Come un gatto in tangenziale è un modo di dire che un po’ cinicamente indica qualcosa inevitabilmente destinata a durare poco, come, appunto, la vita di un povero micio che si trovasse sulla trafficata tangenziale di Roma. Come un gatto in tangenziale è il titolo del nuovo film di Riccardo Milani che a meno di un anno dal riuscito esperimento riporta sul grande schermo la coppia di Mamma o papà?, ovvero Paola Cortellesi (peraltro sua moglie) che è Monica, e Antonio Albanese che è Giovanni, e che troveremo in sala da giovedì 28 dicembre con Vision Distribution.
Lei tatuata, apparentemente sicura di sé, tosta, sempre pronta al brutto muso, quella che definiresti una coatta di periferia e in pratica lo è visto che vive a Bastogi, quartiere non proprio in della capitale; prima faceva la cassiera al supermercato poi hanno messo le casse automatiche che peraltro manco riconoscono un litro di latte e l’hanno licenziata, così adesso serve i pasti alla mensa degli anziani, quando la chiamano. Lui, Giovanni, educatissimo, sempre pronto alla mediazione e timoroso, anzi, atterrito davanti a una mazza da baseball che parte verso il parabrezza della sua macchina, vive in un rione del centro storico in un palazzo con un bel cortile e tanti mezzibusti sui pianerottoli; fa un lavoro di pensiero, cioè lo pagano proprio per pensare, pensare a come rivalutare le periferie e come sostenere l’integrazione e l’inclusione sociale.
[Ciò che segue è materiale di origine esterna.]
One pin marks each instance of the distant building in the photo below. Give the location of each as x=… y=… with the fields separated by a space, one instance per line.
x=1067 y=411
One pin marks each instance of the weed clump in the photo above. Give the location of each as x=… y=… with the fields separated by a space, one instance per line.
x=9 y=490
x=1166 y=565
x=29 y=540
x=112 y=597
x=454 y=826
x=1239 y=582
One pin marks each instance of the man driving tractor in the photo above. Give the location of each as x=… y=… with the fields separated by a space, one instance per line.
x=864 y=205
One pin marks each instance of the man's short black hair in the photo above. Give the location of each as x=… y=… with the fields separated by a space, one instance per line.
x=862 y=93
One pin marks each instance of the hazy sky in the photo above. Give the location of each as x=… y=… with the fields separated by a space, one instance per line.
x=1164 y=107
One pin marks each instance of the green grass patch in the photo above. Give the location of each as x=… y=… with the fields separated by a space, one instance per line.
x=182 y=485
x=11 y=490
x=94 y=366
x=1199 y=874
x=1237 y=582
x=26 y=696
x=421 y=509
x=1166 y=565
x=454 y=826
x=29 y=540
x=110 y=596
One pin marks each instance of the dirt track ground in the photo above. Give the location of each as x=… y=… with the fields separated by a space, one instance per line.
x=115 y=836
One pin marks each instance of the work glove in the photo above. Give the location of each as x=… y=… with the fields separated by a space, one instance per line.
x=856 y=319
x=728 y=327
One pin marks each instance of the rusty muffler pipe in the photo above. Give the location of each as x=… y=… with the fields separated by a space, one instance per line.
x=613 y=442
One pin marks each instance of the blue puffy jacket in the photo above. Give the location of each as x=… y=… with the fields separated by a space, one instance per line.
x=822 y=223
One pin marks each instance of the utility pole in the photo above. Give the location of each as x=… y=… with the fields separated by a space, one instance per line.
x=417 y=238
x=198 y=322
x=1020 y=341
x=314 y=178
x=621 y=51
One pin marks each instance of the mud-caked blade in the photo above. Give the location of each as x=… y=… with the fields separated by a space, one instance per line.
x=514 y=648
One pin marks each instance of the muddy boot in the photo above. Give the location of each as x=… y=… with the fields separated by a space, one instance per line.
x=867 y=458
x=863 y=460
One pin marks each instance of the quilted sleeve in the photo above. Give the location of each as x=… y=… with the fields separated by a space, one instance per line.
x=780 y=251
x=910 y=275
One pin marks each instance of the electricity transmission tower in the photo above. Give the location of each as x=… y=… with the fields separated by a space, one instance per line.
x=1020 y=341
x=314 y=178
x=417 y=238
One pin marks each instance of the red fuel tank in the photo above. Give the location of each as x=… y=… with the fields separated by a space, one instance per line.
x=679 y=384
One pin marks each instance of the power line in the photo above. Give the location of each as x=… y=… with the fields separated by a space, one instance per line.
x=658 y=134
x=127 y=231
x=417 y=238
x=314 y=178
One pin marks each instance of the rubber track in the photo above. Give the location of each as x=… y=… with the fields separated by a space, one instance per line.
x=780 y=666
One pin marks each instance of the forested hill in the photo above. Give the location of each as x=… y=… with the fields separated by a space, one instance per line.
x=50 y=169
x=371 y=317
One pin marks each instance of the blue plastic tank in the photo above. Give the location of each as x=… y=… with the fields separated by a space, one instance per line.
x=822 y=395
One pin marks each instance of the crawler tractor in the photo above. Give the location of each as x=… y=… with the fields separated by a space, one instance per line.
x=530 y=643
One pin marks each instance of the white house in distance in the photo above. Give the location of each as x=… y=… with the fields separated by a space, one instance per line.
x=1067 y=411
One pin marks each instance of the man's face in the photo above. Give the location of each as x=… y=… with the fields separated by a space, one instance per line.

Lei va al mare a Coccia di Morto dove, dopo due ore in coda sull’Aurelia, sulla spiaggia si sta uno sopra l’altro e c’è pure il divieto di balneazione, però in acqua ci vanno tutti lo stesso e per prendere un ghiacciolo devi fare la fila di un’ora, sempre che non arriva il marito galeotto che ti taglia via la milza. Lui va al mare a Capalbio in una spiaggia dove lo stabilimento non c’è, ci arrivi dopo 2 chilometri e mezzo a piedi nel bel mezzo della riserva naturale dove nidificano le upupe e poi non trovi nessuno se non Franca Leosini di bianco vestita che ti invita a un’apericena. Dunque in comune Monica e Giovanni che hanno? I figli. O meglio, i figli che stanno insieme: Alessio, figlio di lei, e Agnese, figlia di lui, 26 anni in due e le differenze tra loro proprio non le vedono. Monica e Giovanni invece sì e la loro giovane relazione, secondo Monica, durerà proprio come un gatto in tangenziale. O almeno così vorrebbero entrambi. Perché a proposito di integrazione sociale, tra il dire e il fare…
“Un conto è parlarne – ci risponde Paola Cortellesi nella nostra videointervista che trovate a fine articolo – un conto è vivere le cose e toccarle con mano, e la storia che raccontiamo è questa: l’incomunicabilità tra due persone che altrimenti non si sarebbero mai incontrate e che invece hanno anche l’opportunità di entrare ognuna nella vita dell’altro, una buona occasione per capire anche le ragioni degli altri”. Quindi ancora, tra il dire e il fare, e soprattutto il sapere… “A me interessano questi personaggi come quello che interpreto – aggiunge Antonio Albanese nella nostra videointervista – li vedo a volte in televisione che teorizzano su droghe, immigrazione, ma è evidente che non sanno niente e che non hanno mai vissuto quello spazio né un ragazzo bucato… si deve ritornare a vivere e sentire direttamente tematiche e problematiche…”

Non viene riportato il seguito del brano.